Now 100% skips, THAT could potentially be interesting, or maybe TODOs. But
then I don't necesarily know why it would be worthy of a different result
code.

        Is there metadata stored apart from these result codes? If so it
might be useful to just store the statistics on skips. Assuming this
database was searchable, it'd be easy to identify modules that could be
tested better by, say, sorting by % of tests skipped and then looking at the
top curplits' log output manually.

        That actually brings up another point: Currently testers.cpan.org
only provides verbose log output for failures. In cases like this, (or cases
where you're driving yourself mad trying to understand why platform X always
passes whereas platform Y which doesn't seem too different always fails),
it'd be handy for the module author to have access to full logs of the test
output for both passes *and* fails.

Yep. One of the general concepts is that we capture in as high a resolution as possible while we are inside the testing instance, and then do further analysis later, outside the testing instance.

So yes, you get the complete output of everything, in as much details as I can pull out. And analysis will (sort of) be pluggable or extendable in some way. No details or specifics on analysis yet, as it's not on the critical development path.
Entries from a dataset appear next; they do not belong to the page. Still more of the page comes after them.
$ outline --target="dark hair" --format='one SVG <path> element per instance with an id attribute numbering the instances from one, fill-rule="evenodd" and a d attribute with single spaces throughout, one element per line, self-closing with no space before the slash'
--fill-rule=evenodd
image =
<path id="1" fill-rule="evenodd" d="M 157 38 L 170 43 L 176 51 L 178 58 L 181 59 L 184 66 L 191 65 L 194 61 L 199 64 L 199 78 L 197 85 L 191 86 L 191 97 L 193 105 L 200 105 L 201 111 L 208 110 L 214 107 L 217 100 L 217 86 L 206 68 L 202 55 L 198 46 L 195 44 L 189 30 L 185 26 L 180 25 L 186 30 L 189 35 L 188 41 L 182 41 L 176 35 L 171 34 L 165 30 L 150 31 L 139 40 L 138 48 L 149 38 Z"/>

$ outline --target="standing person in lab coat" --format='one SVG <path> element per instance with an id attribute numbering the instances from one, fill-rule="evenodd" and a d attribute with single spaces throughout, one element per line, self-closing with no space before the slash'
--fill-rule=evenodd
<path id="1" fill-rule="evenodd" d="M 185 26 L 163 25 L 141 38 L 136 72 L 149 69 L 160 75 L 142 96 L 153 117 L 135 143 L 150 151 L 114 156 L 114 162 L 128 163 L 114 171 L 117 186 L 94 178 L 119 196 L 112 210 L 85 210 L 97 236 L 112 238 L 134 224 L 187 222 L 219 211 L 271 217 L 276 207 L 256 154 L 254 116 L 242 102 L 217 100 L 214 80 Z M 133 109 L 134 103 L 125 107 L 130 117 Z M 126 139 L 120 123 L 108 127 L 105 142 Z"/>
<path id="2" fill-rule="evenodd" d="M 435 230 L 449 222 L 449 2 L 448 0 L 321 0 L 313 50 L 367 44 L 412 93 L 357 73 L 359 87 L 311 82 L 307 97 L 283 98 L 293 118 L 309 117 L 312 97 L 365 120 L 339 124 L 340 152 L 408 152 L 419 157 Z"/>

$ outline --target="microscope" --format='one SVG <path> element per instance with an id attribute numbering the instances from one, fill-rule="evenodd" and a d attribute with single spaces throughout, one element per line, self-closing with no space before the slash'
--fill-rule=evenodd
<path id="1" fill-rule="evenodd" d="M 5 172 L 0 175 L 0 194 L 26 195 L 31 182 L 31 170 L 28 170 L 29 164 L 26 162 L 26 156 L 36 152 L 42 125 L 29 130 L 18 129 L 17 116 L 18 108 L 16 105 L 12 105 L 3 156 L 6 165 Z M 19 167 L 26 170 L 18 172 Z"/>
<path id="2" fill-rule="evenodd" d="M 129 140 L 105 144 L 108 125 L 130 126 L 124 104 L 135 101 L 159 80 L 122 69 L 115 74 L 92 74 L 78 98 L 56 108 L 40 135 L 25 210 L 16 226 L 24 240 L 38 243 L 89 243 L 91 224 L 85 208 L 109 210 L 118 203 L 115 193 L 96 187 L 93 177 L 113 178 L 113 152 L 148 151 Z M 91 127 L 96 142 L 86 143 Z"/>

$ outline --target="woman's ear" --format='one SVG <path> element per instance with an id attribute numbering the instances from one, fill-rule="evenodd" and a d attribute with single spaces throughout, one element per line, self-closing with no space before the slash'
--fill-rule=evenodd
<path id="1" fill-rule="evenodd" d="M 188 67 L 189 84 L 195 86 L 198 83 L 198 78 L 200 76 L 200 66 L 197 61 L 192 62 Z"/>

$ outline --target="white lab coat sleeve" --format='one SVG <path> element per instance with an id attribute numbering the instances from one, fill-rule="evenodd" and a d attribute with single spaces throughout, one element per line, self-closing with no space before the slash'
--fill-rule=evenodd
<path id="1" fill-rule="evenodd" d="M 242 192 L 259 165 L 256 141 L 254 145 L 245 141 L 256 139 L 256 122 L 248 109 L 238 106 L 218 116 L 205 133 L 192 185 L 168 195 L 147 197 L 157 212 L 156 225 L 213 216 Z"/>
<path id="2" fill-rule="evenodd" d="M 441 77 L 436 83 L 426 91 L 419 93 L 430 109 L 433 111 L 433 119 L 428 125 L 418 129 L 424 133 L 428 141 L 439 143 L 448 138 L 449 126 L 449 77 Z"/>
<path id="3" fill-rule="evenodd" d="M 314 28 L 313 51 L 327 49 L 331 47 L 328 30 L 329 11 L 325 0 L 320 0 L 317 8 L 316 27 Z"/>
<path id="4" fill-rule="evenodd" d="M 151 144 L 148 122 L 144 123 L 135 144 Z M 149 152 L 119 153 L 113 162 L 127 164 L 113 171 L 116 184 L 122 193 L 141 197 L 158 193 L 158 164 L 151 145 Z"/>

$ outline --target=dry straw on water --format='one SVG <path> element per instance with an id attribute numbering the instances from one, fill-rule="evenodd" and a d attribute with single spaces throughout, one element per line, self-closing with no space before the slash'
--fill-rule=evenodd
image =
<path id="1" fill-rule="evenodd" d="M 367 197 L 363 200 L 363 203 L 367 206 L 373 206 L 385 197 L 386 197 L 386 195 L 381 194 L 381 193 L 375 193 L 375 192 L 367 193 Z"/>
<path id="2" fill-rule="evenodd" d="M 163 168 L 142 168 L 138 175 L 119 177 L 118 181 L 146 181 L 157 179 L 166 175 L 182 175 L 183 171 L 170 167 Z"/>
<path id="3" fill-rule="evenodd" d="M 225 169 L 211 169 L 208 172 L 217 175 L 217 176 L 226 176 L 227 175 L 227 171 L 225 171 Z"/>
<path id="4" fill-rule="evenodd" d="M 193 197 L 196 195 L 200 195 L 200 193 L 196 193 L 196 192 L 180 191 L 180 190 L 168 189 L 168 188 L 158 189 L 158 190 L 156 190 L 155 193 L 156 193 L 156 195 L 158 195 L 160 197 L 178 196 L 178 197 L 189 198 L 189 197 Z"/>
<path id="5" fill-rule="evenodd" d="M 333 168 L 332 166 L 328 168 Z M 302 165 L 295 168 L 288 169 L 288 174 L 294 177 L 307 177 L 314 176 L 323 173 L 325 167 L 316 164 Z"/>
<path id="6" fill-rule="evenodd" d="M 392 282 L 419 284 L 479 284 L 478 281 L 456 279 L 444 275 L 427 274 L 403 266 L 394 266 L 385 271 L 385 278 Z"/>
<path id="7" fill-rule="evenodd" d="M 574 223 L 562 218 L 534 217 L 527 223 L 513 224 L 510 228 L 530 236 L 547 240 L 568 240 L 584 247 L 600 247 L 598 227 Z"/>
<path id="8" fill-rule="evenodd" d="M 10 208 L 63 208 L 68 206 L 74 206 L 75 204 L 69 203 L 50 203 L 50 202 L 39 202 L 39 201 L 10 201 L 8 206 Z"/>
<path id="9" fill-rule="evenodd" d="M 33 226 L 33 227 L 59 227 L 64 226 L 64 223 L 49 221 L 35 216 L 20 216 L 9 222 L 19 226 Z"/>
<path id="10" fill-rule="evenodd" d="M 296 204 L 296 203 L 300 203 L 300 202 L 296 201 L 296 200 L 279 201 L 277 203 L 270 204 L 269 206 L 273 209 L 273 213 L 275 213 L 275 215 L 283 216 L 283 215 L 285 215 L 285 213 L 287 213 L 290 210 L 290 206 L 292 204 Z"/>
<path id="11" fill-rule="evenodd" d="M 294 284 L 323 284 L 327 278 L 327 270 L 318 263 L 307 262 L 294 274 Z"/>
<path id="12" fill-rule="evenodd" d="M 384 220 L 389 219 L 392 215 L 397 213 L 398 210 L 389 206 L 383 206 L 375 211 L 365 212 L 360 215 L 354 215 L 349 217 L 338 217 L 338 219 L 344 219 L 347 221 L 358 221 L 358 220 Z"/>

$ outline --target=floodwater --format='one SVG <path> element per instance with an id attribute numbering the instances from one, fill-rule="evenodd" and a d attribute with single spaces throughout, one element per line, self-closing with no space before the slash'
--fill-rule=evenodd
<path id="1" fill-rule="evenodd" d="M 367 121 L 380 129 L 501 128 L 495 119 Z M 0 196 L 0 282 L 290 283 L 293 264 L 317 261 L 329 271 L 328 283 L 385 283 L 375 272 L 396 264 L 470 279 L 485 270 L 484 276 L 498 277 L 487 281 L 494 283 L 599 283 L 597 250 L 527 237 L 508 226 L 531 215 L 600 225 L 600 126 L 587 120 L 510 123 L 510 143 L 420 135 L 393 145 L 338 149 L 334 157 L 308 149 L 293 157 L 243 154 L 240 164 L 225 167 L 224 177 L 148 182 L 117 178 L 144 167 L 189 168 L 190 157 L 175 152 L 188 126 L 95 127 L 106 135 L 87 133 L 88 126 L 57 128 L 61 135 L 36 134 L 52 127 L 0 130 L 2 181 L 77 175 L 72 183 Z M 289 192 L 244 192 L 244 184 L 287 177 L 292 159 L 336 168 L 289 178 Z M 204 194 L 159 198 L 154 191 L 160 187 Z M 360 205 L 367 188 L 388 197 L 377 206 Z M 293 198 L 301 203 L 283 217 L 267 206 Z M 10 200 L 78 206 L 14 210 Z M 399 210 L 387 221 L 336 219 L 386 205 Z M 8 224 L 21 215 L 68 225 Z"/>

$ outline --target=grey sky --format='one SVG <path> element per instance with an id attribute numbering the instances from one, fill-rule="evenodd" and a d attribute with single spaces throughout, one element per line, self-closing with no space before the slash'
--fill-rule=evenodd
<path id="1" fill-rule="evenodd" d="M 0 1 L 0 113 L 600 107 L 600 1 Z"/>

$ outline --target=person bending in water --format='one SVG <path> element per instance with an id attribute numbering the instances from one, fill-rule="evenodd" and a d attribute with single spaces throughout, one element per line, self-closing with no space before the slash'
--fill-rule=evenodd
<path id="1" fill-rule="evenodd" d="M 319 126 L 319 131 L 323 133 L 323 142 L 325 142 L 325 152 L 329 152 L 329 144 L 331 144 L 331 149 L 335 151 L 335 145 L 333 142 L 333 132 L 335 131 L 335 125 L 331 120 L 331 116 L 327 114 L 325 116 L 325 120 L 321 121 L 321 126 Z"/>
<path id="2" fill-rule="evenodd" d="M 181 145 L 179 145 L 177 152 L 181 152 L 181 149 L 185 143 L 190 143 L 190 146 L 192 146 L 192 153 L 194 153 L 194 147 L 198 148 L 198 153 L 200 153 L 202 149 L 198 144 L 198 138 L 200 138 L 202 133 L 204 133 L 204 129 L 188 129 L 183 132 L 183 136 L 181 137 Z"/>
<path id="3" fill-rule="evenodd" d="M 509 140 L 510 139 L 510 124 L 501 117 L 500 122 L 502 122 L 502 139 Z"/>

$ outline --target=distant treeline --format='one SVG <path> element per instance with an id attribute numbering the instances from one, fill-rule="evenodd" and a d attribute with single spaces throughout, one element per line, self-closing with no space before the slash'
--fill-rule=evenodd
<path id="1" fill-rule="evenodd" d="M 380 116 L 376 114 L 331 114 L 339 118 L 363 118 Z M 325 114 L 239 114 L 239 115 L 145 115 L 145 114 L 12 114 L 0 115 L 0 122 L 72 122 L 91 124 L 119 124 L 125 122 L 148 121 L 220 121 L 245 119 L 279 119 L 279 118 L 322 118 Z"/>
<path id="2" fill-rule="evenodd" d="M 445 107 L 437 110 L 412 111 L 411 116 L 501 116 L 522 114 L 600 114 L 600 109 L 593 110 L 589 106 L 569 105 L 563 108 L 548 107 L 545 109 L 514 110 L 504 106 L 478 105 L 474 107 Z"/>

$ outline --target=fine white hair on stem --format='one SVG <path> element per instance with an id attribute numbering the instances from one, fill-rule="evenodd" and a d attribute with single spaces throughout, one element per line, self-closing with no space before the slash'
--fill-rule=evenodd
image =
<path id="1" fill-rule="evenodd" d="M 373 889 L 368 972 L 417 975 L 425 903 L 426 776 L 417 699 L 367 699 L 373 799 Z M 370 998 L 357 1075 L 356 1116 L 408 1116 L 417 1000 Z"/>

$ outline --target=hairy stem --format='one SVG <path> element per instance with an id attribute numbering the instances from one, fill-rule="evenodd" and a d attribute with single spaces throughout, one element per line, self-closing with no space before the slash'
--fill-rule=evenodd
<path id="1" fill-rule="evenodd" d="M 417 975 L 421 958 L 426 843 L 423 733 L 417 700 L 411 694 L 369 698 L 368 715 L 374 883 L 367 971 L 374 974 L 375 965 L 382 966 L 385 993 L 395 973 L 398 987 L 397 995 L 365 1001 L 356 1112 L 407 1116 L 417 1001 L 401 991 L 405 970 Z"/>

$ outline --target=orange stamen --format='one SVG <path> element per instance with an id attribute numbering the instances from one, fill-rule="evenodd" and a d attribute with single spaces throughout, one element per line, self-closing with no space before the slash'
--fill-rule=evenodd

There will be ways to do what you want.

The second issue is that it has the potential to override the package
author. If the author felt that the tests weren't critical, and could be
skipped quite happily, who are we to make a call that he is wrong and that
it's a probably, or anything other than 100% ok.

        I'd still like such a thing to be visible in some way. Of course
you're going to happily skip tests that require a database if you don't have
DBI_DSN set.

Not necesarily... it all depends on how important it is to you. I see some potential cases where you'd rather abort the install if you can't do proper testing.